Sans en prendre conscience, je tenais là un principe essentiel : que tout est fait d’assemblage. Principe dont ne déroge aucune science. Car le savoir est un gigantesque assemblage de théories qui sont souvent réfutables. Et ces théories tiennent avec de la colle conceptuelle. Parfois elles se brisent et l’on tente comme on peut de recoller les morceaux. Et nous découvrons alors, dans ce montage imparfait, une nouvelle théorie.
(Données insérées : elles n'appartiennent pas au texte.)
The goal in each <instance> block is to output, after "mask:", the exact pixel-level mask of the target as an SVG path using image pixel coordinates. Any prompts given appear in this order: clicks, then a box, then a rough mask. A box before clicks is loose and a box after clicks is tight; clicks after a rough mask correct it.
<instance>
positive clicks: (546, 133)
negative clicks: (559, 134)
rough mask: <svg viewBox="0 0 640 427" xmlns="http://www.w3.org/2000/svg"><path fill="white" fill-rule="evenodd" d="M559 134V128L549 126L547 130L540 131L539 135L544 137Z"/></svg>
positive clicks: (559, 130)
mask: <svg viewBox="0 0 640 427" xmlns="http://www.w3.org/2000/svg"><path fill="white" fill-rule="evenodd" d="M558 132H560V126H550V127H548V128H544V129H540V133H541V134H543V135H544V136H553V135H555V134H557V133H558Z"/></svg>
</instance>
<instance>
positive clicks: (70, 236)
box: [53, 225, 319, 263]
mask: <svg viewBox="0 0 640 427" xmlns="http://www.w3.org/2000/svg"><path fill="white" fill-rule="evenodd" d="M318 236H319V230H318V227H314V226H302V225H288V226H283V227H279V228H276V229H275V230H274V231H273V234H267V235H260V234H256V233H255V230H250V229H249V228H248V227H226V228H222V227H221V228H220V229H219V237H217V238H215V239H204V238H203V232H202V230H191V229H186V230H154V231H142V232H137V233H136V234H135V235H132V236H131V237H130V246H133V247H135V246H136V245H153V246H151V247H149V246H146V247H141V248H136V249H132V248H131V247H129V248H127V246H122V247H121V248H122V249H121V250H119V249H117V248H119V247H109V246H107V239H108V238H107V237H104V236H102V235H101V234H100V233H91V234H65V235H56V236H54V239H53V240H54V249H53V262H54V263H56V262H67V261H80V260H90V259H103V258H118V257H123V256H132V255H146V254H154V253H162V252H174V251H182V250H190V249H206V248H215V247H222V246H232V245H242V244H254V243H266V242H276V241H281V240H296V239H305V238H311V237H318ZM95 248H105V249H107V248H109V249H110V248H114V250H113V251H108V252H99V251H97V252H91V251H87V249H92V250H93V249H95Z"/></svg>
A présent je ne construis plus de maquettes ; je colle seulement les morceaux d’une vie qui se perd dans des souvenirs infinis et labyrinthiques.

(Décembre 2021)

Il y a des moments

Il y a des moments où tout me semble confus. Cela m’arrive surtout en soirée. Là, des sensations se télescopent pour produire des états étranges où il me semble qu’il n’y a plus rien à attendre du lendemain. Un peu comme si j’avais vécu des milliers de vies et qu’il ne me restait à présent plus rien à voir, plus aucune expérience nouvelle à traverser. Ces sensations m’assaillent la plupart du temps entre 20h00 et 23h00. Durant ce laps de temps, je peux écouter la radio, parcourir des revues ou tenter de lire un livre, tout me parait insignifiant. Les informations qui me parviennent alors me semblent anciennes et usées jusqu’à la corde. Il n’y a plus d’effet de nouveauté et je plonge dans une lassitude extrême. Comme un magnétophone monté en boucle, c’est toujours le même discours que j’entends à la radio. Ce n’est pas même une voix qui semblerait provenir d’un lointain passé, non. Juste une sorte de brève portion de temps qui tourne sans cesse pour revenir au même point de départ. Ceci sous une lumière blafarde de lampe à basse consommation qui ne peut rivaliser avec l’éclairage du soleil. Ça tourne, ça tourne sans cesse, telle une soucoupe volante, avec la même irréalité qui me tient pourtant éveillé.

Durant les longues soirées d’hiver, la consistance du réel s’évapore un peu plus pour laisser la place à de vagues souvenirs d’enfance joueuse où rire et être amoureux avaient encore du sens. A présent tout m’apparaît comme à travers un verre translucide, où je ne vois que des ombres incertaines bouger devant mon regard éteint. C’était avant, à l’époque où les objets brillaient, où les couleurs étaient magiques et les odeurs enivrantes. C’était un temps où demain me paraissait infiniment loin et où le présent portait l’empreinte d’une plénitude totale. Les leçons de choses emplissaient alors toute ma vie et je m’émerveillais devant la nature grandiose. Aujourd’hui je ne retrouve plus cette majesté des arbres qui me fascinait tant lorsque j’étais enfant. L’indifférence s’est installée en moi comme une seconde nature. Tout vire à l’état de transparence et mon regard ne se pose plus sur les choses. Une transparence floutée qui ne laisse plus discerner la réalité des objets de la vie. Tout passe dans une sorte de brouillard informe et sombre.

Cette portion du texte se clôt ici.